Mayor NEWSOM: That is a much more difficult issue than giving someone a key, a lock and the dignity of a housing unit. You’ve got to have the wrap-around support services to deal with the underlying reasons at the same time. That’s our housing first model: housing and supportive services.
GONZALEZ (to Leo Patterson): Can you show me around your room? I mean, I know it’s not huge.
LEO PATTERSON: Sure. It’s not a big room. But it’s home. It’s home.GONZALEZ: Leo Patterson was homeless for over three years until he became one of the more than 1,300 people placed in a housing unit through the Care Not Cash program. Patterson says he couldn’t be happier.

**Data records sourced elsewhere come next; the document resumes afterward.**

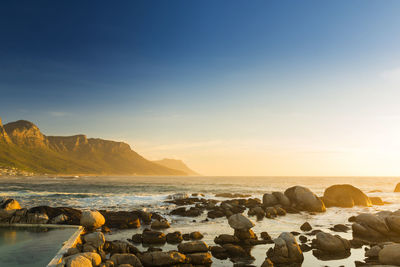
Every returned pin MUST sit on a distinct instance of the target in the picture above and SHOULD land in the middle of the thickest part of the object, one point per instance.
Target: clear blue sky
(215, 83)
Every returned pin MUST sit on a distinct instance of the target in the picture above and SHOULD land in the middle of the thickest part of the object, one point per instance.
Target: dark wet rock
(331, 244)
(235, 251)
(376, 201)
(345, 196)
(96, 239)
(269, 200)
(303, 199)
(265, 236)
(267, 263)
(303, 239)
(231, 195)
(390, 254)
(215, 214)
(282, 199)
(295, 233)
(306, 227)
(119, 259)
(9, 204)
(153, 237)
(202, 258)
(305, 248)
(286, 250)
(244, 234)
(340, 228)
(219, 252)
(158, 258)
(196, 235)
(160, 224)
(240, 222)
(256, 211)
(137, 238)
(226, 239)
(119, 247)
(174, 238)
(121, 219)
(192, 247)
(270, 212)
(73, 216)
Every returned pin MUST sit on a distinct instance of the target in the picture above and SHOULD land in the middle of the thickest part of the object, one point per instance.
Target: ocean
(149, 193)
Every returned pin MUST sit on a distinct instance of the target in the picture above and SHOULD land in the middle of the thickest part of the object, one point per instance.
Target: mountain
(24, 146)
(176, 165)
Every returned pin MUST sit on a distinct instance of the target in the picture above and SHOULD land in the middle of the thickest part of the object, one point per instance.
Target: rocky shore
(378, 234)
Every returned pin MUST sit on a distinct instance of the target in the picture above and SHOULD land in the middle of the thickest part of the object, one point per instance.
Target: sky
(278, 88)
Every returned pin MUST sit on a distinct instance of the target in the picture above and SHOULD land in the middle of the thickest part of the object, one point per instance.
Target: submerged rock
(303, 199)
(92, 219)
(240, 222)
(345, 196)
(286, 250)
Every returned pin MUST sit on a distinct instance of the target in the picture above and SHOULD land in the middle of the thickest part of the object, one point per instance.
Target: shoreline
(187, 210)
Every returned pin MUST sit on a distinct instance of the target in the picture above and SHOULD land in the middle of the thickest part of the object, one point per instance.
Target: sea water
(149, 193)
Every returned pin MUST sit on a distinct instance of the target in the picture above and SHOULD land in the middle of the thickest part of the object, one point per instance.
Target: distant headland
(25, 148)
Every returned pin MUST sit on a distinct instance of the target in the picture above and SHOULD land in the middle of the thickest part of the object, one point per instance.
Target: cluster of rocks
(378, 227)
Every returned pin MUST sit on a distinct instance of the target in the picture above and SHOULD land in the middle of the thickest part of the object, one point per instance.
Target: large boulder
(95, 239)
(333, 244)
(345, 196)
(92, 219)
(303, 199)
(286, 250)
(159, 258)
(126, 258)
(9, 204)
(193, 247)
(390, 254)
(240, 222)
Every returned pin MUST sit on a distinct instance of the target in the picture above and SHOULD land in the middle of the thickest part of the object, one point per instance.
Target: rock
(282, 199)
(160, 224)
(226, 239)
(240, 222)
(265, 236)
(303, 199)
(269, 200)
(286, 250)
(345, 196)
(9, 204)
(137, 238)
(158, 258)
(126, 258)
(305, 227)
(121, 219)
(373, 252)
(333, 244)
(244, 234)
(397, 188)
(95, 239)
(340, 228)
(174, 238)
(78, 260)
(196, 235)
(153, 237)
(92, 219)
(376, 201)
(193, 247)
(219, 252)
(202, 258)
(390, 254)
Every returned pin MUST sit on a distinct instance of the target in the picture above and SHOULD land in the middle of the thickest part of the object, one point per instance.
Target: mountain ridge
(24, 146)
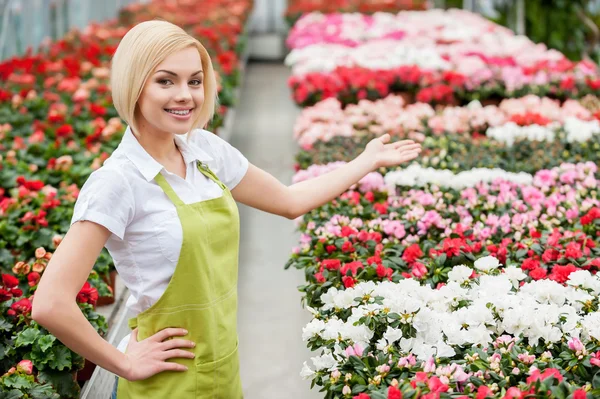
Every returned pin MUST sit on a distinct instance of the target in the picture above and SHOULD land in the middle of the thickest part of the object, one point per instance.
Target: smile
(182, 112)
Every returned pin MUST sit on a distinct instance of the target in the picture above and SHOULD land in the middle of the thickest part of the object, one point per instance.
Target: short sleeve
(106, 199)
(230, 165)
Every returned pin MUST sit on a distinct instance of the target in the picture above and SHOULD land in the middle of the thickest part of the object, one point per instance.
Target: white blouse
(146, 233)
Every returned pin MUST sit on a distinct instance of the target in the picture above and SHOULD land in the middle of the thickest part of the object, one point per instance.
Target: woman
(164, 206)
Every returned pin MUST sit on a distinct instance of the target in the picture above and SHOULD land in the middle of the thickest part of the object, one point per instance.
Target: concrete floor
(270, 314)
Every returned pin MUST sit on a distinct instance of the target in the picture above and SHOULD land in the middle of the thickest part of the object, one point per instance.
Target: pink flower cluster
(328, 118)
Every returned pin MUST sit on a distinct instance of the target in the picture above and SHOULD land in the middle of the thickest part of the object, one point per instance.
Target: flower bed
(58, 125)
(435, 56)
(471, 273)
(457, 138)
(33, 363)
(296, 8)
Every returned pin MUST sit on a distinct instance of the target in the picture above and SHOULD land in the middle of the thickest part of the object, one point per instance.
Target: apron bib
(202, 298)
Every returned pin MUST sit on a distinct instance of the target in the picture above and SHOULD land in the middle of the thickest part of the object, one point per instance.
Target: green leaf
(359, 388)
(5, 325)
(63, 383)
(62, 358)
(27, 337)
(18, 381)
(46, 342)
(14, 394)
(596, 380)
(43, 392)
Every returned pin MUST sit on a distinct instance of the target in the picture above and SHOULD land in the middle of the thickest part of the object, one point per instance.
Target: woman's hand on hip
(149, 356)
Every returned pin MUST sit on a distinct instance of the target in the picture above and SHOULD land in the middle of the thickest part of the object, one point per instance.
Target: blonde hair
(140, 51)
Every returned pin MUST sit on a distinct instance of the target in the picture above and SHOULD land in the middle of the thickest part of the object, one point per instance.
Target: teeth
(179, 112)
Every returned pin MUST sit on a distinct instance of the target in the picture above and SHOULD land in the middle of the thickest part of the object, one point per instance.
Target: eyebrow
(174, 74)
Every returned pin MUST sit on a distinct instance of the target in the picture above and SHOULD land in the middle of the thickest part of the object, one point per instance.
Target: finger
(170, 366)
(403, 142)
(174, 353)
(408, 156)
(405, 145)
(385, 138)
(168, 332)
(176, 343)
(134, 335)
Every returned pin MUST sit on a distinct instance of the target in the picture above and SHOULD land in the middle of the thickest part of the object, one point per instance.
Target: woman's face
(173, 94)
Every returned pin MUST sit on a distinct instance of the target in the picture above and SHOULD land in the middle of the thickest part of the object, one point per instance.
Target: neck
(160, 145)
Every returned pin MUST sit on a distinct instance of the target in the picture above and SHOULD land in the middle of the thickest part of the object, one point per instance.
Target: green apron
(201, 298)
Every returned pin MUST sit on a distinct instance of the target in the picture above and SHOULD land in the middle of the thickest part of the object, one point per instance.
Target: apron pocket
(219, 379)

Mr. PATTERSON: I am very settled, and I’m not on the streets anymore. And I don’t have to worry about food or nothing. And I’ve got a roof over my head, and it feels great.
GONZALEZ: Jim Tribble, who now just gets $64 a month in welfare, says he’s fine having his payment slashed in exchange for long-term housing.
JIM TRIBBLE: That’s the price you pay. But if you think about it, the rent around here is astronomical. So I made that trade. I thought it was a great trade-off — take the check. I would rather have the residence and supportive staff, etcetera and all the other stuff that goes with the package. 


JENNIFER FRIEDENBACH (Director, Coalition on Homelessness, San Francisco): Since specifically Care Not Cash, we’ve seen an increase in hunger, an increase wait in food lines and an increase in panhandling.
Franciscan friar Louie Vitale, a long-time homeless activist, says city hall shouldn’t be too quick to claim success in its fight against homelessness.
Fr. VITALLE: Yeah, pretty much so, pretty much so. You can look right now and see. The benches are pretty full, and it’s not a particularly cold day out. It is summer.
Mayor NEWSOM: You can end it. There is no reason to have a homeless problem in this country. It is absolutely about will. It’s about commitment. It’s about focus.